5. Update Non-Index:
threads | ARM (tps) | x86 (tps) | ARM (tps - fscaled (FS)) | % ARM-vs-x86 | % ARM (FS)-vs-x86 |
---|---|---|---|---|---|
1 | 328 | 373 | 378 | -12 | 1 |
2 | 588 | 686 | 678 | -14 | -1 |
4 | 1075 | 1118 | 1240 | -4 | 11 |
8 | 1941 | 2043 | 2240 | -5 | 10 |
16 | 3367 | 3662 | 3885 | -8 | 6 |
32 | 5681 | 6438 | 6555 | -12 | 2 |
64 | 9328 | 10631 | 10763 | -12 | 1 |
128 | 14158 | 17245 | 16336 | -18 | -5 |
256 | 20377 | 26367 | 23512 | -23 | -11 |
Analysis:
- Frequency scaled ARM continues to perform on par/better with x86 (except for heavy contention use-cases).
Conclusion
There are some important observations we can make:
- For read only workload MySQL on ARM continues to perform on-par with MySQL on x86.
- For write involving workload MySQL on ARM starts lagging a bit but if we consider frequency scaling things start getting better.
- Frequency scaling is not a real life parameter so we should consider the price-per-performance ratio. This could be a topic in itself but just a quick fact: ARM instance is 66% cheaper than x86 (24U48G same one we used).

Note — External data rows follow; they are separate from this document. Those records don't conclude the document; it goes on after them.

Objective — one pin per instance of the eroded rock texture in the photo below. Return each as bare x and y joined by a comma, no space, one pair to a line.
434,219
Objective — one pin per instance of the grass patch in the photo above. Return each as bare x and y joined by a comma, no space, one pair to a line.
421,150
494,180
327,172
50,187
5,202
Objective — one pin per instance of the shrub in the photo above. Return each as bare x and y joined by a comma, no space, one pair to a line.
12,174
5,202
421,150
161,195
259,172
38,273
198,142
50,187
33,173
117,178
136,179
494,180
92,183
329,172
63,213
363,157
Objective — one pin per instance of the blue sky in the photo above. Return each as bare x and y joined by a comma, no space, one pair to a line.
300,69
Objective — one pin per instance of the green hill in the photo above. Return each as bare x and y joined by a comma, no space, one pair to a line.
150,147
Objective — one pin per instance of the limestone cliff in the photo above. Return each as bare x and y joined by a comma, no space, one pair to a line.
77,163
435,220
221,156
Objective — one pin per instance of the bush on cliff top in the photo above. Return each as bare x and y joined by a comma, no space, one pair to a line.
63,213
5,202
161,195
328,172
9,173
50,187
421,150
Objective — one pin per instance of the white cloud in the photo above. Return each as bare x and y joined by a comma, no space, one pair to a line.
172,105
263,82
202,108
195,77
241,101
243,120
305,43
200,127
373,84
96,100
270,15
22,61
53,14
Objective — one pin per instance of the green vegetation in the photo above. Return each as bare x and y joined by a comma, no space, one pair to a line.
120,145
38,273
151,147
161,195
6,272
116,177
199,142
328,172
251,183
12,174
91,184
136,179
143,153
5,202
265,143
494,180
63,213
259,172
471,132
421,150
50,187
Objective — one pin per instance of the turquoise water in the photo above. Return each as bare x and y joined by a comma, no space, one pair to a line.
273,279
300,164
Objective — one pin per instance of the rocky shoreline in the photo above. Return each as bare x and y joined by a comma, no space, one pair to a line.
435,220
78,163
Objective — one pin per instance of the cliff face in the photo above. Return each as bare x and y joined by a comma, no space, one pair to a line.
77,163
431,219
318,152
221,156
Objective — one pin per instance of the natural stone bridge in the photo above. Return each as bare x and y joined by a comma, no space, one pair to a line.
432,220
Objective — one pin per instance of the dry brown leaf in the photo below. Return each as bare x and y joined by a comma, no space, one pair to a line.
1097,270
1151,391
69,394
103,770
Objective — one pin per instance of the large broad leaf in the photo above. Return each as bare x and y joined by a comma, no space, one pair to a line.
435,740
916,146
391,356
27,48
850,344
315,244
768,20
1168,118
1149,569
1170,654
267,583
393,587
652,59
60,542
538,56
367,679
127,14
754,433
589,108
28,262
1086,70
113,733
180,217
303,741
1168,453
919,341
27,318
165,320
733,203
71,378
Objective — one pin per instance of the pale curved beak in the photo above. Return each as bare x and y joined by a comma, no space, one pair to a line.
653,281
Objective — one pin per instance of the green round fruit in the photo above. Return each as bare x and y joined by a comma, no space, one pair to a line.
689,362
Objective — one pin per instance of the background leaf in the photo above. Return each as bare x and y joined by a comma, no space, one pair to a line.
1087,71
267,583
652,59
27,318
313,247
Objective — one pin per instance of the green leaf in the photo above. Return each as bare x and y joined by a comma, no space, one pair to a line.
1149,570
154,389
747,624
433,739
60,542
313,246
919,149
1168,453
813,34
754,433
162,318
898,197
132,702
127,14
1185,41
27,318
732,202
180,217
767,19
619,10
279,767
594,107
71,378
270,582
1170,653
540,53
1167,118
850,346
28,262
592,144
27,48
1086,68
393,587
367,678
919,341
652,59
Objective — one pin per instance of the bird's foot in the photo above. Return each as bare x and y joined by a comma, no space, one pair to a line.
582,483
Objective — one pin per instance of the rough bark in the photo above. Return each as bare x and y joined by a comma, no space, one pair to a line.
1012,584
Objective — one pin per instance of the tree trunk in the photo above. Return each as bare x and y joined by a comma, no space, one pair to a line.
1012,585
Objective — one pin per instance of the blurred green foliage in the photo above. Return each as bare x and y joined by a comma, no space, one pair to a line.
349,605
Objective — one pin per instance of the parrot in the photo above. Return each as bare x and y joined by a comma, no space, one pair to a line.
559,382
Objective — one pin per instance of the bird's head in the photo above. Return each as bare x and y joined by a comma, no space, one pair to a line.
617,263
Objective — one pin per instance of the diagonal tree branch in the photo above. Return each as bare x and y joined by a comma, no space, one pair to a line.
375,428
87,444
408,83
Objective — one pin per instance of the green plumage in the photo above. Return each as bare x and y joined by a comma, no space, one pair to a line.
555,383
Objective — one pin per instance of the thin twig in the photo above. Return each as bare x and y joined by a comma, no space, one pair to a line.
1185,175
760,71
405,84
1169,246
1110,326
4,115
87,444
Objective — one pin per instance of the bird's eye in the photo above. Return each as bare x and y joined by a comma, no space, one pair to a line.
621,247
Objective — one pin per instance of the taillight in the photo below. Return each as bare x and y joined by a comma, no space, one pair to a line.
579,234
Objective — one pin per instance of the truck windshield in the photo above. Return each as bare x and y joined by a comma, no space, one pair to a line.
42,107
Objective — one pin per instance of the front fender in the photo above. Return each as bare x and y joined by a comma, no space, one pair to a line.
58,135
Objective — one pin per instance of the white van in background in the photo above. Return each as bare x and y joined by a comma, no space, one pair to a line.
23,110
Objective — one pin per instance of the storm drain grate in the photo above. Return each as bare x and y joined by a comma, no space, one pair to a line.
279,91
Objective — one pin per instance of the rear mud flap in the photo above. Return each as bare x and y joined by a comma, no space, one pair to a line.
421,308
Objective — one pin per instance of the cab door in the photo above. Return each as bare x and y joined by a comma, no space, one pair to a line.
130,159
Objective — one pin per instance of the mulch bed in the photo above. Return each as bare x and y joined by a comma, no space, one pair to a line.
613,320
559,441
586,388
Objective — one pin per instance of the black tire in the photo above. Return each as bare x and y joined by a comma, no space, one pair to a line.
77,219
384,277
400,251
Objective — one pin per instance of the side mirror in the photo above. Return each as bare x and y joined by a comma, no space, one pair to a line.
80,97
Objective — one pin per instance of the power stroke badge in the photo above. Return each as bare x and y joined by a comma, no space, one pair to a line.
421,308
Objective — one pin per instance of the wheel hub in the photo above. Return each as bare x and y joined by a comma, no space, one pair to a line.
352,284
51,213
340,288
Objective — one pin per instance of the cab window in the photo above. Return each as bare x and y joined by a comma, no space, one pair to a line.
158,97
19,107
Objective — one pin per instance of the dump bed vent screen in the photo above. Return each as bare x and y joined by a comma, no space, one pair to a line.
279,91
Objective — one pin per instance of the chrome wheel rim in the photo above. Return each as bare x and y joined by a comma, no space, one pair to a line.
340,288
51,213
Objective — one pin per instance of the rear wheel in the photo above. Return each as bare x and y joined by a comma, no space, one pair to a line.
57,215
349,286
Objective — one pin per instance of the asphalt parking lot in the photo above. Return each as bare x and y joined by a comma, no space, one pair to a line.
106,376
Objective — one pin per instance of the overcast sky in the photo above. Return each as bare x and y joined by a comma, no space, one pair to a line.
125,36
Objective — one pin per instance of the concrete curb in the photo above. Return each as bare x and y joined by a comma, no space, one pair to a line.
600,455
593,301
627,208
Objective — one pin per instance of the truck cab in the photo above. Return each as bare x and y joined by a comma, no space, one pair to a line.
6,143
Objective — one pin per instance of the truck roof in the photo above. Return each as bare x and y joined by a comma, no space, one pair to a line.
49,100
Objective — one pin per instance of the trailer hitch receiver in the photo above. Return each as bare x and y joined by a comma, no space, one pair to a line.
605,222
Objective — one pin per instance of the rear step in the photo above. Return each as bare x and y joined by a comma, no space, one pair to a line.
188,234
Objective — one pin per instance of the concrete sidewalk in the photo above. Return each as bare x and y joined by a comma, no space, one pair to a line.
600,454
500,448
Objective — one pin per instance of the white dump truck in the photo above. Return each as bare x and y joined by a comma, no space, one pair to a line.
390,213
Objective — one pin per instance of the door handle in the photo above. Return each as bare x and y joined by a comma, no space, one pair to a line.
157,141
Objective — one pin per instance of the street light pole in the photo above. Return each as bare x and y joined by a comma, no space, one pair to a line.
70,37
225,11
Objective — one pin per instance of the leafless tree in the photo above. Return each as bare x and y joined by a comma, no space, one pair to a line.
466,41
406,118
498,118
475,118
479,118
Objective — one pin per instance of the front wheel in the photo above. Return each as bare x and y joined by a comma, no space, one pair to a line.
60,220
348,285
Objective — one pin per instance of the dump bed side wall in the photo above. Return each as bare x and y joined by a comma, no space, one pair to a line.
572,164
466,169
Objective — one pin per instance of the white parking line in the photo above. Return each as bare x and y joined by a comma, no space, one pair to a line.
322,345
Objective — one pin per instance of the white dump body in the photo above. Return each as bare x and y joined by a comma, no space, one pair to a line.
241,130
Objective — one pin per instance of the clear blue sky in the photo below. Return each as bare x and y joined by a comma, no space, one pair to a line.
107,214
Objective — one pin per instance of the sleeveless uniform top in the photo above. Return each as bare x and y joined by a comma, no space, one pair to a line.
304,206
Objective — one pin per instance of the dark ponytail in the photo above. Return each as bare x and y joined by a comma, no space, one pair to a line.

- There is a pattern that we can observe. ARM workloads are very well scalable till it hits the CPU limits. With increasing scalability, contention increases and ARM starts lagging. This is expected since mutexes/contention hot-spots were all tuned for x86 (for example: spin-lock). But now that MySQL officially supports ARM and the growing ARM community and interest, it would be tuned for ARM too.
To summarize, MySQL on ARM is a worth exploring option from a cost and performance perspective.
If you have more questions/queries do let me know. Will try to answer them.